If this was a successful strategy, platinum miners would stock the Sierra Club’s board, and environmentally sensitive investors would line up to give uranium explorers money.

(Climate activists’ opposition to nuclear power leads to cognitive dissonance on the left and popular shows like HBO’s Chernobyl, which remained mostly unmolested by science over its five episodes.)

I feel the earth move

Every tonne of copper embedded in the global economy has the potential to remove 500 tonnes of CO2 per year, according to Bernstein.

The message cannot be simpler.

There is no green economy without copper (and nickel, cobalt, vanadium, praseodymium — go down the periodic table if you must).

Big Mining has failed to grasp the opportunity presented by climate change.

At the moment, mining is lumped together with oil and gas as just another “extractive” industry “exploiting” natural resources.

Going all in on the green economy and decarbonization requires siding with the greens against fossil fuels.

It means selling global mining as the solution to climate change, because mining metals is the only path to green energy and green transport.

(Big Mining’s biggest blunders usually have to do with oil, anyway. Ask BHP and Freeport).

There are other ways mining will benefit from a wholehearted embrace of climate change goals.

Attracting young workers to the industry is a serious and growing problem for miners. But what Gen Z or Millennial would say no to travelling the planet (by sailboat or solar plane, of course) and fighting global warming at the same time?

Mining monopsony

A concerted and concentrated effort to decarbonize the planet rapidly will also lower the mining industry’s reliance on China as the main driver of global metal demand, and spread it more evenly across the world.

The first signs of a more diverse demand base can be seen in the shift to electric vehicles (itself the biggest change in the auto industry in 100 years), as battery megafactories spring up in Europe, and giant solar farms and storage centres spread across South America and Africa.

And given rising tensions, there is probably greater willingness in the West to ensure that during the upheaval, developed economies do not cede yet another sector of the global industrial economy to China, or large swathes of mining rights, such as in central Africa.

But can we afford it?

Even those who admire the ideals of the climate change kids say the new deals and wish lists are unaffordable.

It is not surprising that a report on mining that opens with a quote from Thomas Hobbes would possess a deep moral core, and towards the end, Gait tackles the issue:

“When we highlight the impact of decarbonization on copper prices there is absolutely no sense in which this can be taken to imply that we ‘cannot afford’ to deliver a ‘green economy’ (and the resulting transformation of industrial and economic processes).

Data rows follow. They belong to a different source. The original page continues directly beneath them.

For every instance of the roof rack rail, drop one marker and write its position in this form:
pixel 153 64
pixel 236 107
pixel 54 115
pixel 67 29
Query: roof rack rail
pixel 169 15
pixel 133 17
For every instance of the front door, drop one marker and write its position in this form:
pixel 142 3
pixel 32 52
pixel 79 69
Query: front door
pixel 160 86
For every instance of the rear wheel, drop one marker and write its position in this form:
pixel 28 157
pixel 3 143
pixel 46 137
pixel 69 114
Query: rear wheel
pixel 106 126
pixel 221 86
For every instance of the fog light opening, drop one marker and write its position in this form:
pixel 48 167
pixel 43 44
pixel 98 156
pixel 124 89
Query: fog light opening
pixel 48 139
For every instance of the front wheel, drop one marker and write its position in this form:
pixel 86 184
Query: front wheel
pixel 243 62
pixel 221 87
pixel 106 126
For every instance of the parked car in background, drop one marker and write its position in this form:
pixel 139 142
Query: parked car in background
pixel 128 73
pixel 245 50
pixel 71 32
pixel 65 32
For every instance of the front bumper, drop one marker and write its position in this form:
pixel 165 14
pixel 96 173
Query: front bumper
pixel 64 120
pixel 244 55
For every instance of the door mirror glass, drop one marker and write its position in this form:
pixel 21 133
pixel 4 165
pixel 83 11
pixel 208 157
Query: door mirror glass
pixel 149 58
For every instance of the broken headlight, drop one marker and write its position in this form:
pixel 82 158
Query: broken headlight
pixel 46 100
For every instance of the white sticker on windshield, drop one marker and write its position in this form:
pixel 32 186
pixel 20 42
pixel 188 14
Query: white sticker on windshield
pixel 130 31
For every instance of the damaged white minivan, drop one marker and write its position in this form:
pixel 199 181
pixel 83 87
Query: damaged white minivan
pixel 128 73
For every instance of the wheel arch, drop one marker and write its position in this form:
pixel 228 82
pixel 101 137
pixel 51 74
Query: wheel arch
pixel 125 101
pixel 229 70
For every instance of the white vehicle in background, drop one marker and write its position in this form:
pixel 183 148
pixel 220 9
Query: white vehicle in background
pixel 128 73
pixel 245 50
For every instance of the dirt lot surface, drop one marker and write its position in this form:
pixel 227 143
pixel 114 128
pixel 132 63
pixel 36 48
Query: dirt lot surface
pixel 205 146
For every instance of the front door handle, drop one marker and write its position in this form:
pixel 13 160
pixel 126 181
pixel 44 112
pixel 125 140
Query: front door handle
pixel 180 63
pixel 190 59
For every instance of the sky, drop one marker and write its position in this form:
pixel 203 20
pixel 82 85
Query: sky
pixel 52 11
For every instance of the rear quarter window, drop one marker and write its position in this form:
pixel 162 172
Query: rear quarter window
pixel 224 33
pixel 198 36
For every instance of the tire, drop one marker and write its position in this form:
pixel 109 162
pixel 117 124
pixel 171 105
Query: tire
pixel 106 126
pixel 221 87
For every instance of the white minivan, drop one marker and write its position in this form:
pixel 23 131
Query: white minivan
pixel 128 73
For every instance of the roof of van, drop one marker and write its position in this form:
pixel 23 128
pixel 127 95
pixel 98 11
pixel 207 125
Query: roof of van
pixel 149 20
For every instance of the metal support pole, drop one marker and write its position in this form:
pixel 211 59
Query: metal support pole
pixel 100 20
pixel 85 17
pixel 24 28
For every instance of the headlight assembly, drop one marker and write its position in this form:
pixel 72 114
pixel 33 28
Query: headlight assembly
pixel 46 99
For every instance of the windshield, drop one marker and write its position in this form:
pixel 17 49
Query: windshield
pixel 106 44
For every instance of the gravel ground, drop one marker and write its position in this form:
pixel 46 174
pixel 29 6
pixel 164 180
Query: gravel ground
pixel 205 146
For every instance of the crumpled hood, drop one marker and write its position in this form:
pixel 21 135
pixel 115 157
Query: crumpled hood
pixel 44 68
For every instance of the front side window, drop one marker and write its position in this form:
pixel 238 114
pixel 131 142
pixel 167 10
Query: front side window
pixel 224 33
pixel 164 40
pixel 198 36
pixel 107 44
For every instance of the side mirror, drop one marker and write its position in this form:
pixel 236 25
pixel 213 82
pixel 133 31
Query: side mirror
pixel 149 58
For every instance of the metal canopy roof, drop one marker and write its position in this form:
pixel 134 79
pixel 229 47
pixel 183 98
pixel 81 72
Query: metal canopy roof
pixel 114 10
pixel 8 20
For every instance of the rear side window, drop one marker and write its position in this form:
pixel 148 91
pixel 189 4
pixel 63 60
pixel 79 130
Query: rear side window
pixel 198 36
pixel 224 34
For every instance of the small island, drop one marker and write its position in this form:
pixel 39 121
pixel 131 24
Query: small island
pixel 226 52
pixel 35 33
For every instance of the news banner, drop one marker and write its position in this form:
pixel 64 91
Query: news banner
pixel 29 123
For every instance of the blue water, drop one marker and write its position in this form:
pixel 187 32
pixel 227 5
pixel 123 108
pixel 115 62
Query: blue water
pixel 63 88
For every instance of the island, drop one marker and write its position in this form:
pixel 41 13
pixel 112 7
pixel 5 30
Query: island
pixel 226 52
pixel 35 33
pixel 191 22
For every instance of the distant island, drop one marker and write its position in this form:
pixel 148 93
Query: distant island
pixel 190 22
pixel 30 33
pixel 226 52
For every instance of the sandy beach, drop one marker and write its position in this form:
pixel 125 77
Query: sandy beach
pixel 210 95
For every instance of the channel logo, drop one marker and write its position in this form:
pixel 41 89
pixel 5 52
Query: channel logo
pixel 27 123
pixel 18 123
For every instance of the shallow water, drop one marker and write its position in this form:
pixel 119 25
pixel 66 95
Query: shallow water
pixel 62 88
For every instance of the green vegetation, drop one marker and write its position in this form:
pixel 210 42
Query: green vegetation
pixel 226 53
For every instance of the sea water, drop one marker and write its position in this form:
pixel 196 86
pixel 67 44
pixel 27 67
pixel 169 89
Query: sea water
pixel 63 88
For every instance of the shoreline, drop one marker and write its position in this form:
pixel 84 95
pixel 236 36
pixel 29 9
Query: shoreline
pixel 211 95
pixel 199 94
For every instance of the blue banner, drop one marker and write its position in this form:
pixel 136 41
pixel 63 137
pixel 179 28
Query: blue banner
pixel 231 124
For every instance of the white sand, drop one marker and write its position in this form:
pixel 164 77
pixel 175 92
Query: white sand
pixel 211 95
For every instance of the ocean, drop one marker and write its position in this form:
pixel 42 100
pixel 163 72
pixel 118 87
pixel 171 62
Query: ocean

“The market capitalization of such entities as Facebook or Netflix imply that there is more than enough money, more than enough capital to deliver whatever economic transformation is required. The fact that our revealed preference (amusing cat videos) is at variance with our stated preference (a sustainable economic future for our children) should not be erroneously taken to infer that there is some financial constraint on the ends we choose to pursue.”

— This article first appeared on Oct. 30 in The Northern Miner’s sister publication, MINING.COM, where Frik Els is executive editor.